L’association transfrontalière européenne, un outil pour renforcer la liberté d’association ?

Tribune
19 février 2024


Les élections européennes arrivent à grands pas. Ces élections sont l’occasion de renforcer les droits fondamentaux des citoyennes et des citoyens en Europe.

La Charte des droits fondamentaux de l’Union européenne, proclamée en décembre 2000, souligne que « toute personne a droit à la liberté de réunion pacifique et à la liberté d’association à tous les niveaux […] ». Une initiative prise en septembre 2023 par la Commission européenne, inspirée par une résolution du Parlement européen de février 2022, s’inscrit dans cette perspective. Il s’agit de la proposition faite aux États membres de légaliser une nouvelle forme d’association : l’« association transfrontalière européenne » (ATE). L’objectif est de favoriser l’activité des associations à but non lucratif qui se déploient dans plus d’un État membre.

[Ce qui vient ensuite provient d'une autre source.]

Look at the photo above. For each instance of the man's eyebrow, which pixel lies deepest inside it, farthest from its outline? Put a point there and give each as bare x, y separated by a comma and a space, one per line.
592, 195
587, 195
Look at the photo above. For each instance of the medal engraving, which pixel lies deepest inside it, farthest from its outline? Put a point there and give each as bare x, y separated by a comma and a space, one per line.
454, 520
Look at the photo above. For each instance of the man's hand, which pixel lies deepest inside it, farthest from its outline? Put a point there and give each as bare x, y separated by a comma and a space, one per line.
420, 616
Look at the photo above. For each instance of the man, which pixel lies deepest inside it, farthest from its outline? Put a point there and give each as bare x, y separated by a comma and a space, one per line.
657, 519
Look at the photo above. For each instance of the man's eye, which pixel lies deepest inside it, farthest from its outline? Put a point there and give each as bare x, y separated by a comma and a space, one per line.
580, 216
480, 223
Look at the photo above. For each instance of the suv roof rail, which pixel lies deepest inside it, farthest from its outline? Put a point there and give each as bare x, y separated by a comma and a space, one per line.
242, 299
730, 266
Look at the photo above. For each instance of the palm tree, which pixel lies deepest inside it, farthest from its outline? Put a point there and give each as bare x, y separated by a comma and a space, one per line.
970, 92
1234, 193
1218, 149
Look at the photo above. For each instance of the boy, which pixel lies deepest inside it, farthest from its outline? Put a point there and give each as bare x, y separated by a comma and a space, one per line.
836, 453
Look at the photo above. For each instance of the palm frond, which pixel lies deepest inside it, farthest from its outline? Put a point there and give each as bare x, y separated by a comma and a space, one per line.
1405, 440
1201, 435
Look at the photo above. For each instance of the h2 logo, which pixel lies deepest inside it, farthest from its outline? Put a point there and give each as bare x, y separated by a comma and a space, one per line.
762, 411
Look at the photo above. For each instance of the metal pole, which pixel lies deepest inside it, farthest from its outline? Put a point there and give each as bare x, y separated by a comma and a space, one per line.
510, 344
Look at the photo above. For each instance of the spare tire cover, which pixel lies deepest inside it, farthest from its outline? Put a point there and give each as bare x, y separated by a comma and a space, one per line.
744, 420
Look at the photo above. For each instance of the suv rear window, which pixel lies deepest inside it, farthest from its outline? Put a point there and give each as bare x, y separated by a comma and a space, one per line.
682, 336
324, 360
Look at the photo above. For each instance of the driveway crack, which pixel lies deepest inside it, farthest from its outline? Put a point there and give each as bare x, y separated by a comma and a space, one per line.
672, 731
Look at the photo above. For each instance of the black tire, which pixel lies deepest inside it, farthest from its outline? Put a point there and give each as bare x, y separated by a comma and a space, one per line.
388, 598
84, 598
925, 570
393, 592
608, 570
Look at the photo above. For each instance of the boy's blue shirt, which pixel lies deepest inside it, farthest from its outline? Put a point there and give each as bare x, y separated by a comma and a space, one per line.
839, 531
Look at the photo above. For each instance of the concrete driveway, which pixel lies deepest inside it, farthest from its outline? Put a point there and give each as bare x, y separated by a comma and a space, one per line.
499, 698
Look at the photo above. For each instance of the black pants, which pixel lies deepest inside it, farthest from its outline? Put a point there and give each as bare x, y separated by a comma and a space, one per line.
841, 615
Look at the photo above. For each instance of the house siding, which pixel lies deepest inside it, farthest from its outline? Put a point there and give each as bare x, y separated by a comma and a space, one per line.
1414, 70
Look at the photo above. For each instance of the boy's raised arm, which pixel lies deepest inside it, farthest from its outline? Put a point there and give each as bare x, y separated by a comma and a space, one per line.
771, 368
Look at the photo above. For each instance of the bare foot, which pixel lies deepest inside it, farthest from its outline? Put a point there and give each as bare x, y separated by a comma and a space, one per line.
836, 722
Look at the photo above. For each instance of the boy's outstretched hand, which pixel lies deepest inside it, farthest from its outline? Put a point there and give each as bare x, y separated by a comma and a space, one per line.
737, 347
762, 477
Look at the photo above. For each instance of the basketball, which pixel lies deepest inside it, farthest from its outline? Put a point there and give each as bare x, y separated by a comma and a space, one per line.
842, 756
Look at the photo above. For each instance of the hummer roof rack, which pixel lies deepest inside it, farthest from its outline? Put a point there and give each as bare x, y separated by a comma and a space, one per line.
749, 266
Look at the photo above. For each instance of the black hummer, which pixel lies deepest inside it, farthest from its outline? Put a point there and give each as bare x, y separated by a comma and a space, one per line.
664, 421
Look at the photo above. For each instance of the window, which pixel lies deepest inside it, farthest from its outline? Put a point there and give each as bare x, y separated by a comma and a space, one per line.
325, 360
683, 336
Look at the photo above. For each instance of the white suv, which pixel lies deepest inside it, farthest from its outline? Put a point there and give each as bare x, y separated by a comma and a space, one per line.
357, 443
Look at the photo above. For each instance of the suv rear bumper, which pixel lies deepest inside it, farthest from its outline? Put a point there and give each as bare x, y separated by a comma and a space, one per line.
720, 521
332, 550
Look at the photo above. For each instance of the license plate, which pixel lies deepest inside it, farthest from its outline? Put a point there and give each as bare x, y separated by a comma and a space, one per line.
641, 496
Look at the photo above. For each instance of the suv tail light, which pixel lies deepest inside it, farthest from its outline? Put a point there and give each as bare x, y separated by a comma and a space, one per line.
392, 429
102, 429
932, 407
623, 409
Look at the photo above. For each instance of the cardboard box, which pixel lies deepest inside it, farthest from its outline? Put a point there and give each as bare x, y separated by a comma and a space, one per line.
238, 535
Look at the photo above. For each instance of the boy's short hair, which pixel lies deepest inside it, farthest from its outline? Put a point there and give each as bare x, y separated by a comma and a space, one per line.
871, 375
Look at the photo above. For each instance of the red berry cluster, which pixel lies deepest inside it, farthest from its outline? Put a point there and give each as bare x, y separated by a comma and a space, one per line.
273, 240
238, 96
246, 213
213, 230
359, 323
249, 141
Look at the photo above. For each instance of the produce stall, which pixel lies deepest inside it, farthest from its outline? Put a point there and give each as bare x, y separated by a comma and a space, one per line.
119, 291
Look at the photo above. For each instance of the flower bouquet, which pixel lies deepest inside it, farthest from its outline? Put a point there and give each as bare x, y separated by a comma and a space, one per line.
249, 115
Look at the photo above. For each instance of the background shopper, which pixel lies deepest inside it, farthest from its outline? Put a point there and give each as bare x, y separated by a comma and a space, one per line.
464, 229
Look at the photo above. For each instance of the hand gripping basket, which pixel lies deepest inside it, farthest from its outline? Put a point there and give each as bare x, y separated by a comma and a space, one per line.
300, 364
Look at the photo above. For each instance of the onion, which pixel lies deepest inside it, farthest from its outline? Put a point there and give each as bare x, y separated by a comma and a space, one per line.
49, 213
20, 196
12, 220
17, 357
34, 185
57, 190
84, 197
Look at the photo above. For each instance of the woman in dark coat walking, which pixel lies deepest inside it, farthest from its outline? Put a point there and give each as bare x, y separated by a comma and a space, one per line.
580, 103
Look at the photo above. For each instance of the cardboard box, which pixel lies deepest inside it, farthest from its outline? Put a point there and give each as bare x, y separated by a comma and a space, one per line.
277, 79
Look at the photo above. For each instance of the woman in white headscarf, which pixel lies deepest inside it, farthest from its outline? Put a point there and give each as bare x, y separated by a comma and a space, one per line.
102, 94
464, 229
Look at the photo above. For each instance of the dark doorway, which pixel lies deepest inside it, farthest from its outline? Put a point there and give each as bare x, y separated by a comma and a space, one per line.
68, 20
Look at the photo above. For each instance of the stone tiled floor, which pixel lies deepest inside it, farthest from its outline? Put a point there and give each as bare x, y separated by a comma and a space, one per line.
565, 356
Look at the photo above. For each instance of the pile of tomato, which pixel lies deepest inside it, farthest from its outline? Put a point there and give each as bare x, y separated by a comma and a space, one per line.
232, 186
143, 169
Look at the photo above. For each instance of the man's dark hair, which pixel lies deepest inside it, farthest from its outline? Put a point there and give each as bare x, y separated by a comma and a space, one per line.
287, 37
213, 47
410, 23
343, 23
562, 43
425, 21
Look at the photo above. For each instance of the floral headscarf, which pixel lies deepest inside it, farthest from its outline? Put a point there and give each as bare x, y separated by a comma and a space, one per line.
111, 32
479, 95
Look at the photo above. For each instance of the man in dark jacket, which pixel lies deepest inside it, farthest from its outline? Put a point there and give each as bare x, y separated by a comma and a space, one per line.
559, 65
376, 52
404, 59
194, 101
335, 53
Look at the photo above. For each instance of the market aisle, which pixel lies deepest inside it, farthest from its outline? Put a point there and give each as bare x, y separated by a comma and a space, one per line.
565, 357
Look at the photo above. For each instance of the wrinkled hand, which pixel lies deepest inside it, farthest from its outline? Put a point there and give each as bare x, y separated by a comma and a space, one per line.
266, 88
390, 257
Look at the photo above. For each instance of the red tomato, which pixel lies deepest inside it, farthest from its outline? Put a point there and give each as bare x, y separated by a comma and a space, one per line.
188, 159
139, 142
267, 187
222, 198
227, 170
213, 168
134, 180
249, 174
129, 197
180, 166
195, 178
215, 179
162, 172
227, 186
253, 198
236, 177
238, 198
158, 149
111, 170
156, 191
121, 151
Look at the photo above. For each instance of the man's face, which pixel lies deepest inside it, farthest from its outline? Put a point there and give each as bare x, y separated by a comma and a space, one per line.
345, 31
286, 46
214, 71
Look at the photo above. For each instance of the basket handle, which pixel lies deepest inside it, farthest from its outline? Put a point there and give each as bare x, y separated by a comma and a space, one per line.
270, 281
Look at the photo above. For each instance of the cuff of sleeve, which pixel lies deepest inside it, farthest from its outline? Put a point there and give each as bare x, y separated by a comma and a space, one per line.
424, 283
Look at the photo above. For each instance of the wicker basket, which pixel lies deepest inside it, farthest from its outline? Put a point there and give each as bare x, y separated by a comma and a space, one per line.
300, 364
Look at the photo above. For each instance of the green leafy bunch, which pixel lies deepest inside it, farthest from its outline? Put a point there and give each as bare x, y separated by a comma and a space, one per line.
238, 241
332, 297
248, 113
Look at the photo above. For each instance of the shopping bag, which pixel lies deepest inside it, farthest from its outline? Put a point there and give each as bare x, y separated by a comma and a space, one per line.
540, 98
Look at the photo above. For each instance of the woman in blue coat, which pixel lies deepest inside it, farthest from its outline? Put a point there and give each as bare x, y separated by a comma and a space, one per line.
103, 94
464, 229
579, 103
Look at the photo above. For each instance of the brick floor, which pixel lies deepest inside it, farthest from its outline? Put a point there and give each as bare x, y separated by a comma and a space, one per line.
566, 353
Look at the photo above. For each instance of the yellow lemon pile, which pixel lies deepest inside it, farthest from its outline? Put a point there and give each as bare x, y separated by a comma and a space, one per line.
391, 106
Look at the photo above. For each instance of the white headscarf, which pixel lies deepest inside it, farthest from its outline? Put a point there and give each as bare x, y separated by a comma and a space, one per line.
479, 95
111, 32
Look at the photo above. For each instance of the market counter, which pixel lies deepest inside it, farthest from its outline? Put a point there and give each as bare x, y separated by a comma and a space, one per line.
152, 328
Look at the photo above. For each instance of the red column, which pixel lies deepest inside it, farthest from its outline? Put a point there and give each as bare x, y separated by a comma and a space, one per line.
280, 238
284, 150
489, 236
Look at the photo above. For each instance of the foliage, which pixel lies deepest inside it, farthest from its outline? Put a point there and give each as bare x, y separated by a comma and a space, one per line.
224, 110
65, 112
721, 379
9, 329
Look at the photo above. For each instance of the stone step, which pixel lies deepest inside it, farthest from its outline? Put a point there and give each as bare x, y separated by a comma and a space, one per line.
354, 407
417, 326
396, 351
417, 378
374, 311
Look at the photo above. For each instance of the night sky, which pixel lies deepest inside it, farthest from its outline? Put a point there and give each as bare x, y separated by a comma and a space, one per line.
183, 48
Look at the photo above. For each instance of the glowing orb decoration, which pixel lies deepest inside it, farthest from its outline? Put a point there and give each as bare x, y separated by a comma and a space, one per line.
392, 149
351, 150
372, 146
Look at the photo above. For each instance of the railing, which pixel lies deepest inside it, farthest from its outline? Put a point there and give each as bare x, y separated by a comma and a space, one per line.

Des initiatives similaires ont déjà été prises au cours des 30 dernières années, mais sont globalement restées lettre morte. Aujourd’hui, de nombreux acteurs associatifs semblent y croire et apprécier la démarche. 10 % des 3,8 millions d’associations recensées en Europe pourraient en effet voir leurs démarches juridiques et administratives facilitées, car « une fois établie dans un État membre, une ATE sera automatiquement reconnue et autorisée à exercer des activités dans tous les États membres ».

Cela étant, certains acteurs du monde de l’économie sociale et solidaire, très attachés aux notions françaises d’intérêt général, de désintéressement et de non-lucrativité se veulent vigilants, car le communiqué de la Commission européenne vise également les « activités économiques, ce qui permettra aux associations à but non lucratif de libérer tout leur potentiel sociétal et économique dans l’Union européenne. ». Aujourd’hui, en France, si un organisme non lucratif peut effectivement réaliser des opérations à caractère commercial, notamment lorsque ces dernières sont utiles à son activité non lucrative, il ne peut le faire que dans des limites très strictes : l’activité non lucrative doit être « significativement prépondérante ». Libérer le potentiel économique signifiera-t-il entrer en concurrence effrénée, et écorner l’intérêt général, ou octroyer de nouvelles marges financières aux organisations non gouvernementales (ONG) soucieuses de leur indépendance au regard notamment des fonds publics ?

Le Haut Conseil à la Vie associative (HCVA), après avoir rappelé que les activités des organismes à but non lucratif favorisent « la participation des citoyens au processus démocratique, renforcent la transparence au niveau de l’Union et des États membres, et stimulent le débat public ainsi que le pluralisme au sein de la société », a, pour sa part, « salué cette décision », tout en regrettant que « le rôle du bénévolat n’ait pas été expressément pris en compte comme facteur de consolidation de la société civile ». Rappelons que, selon France générosités, en 2023, 23 % des Français étaient bénévoles. Constructif, le HCVA a émis une série de suggestions pour compléter « la panoplie d’outils réglementaires qui permettent l’exercice de la liberté d’association partout en Europe ».

Le chemin est encore long. La proposition de directive de la Commission européenne devra prospérer devant le Parlement européen, ainsi qu’au Conseil européen, avant que les États membres ne s’en emparent pour la transposer en droit interne, sous l’œil attentif de Bercy.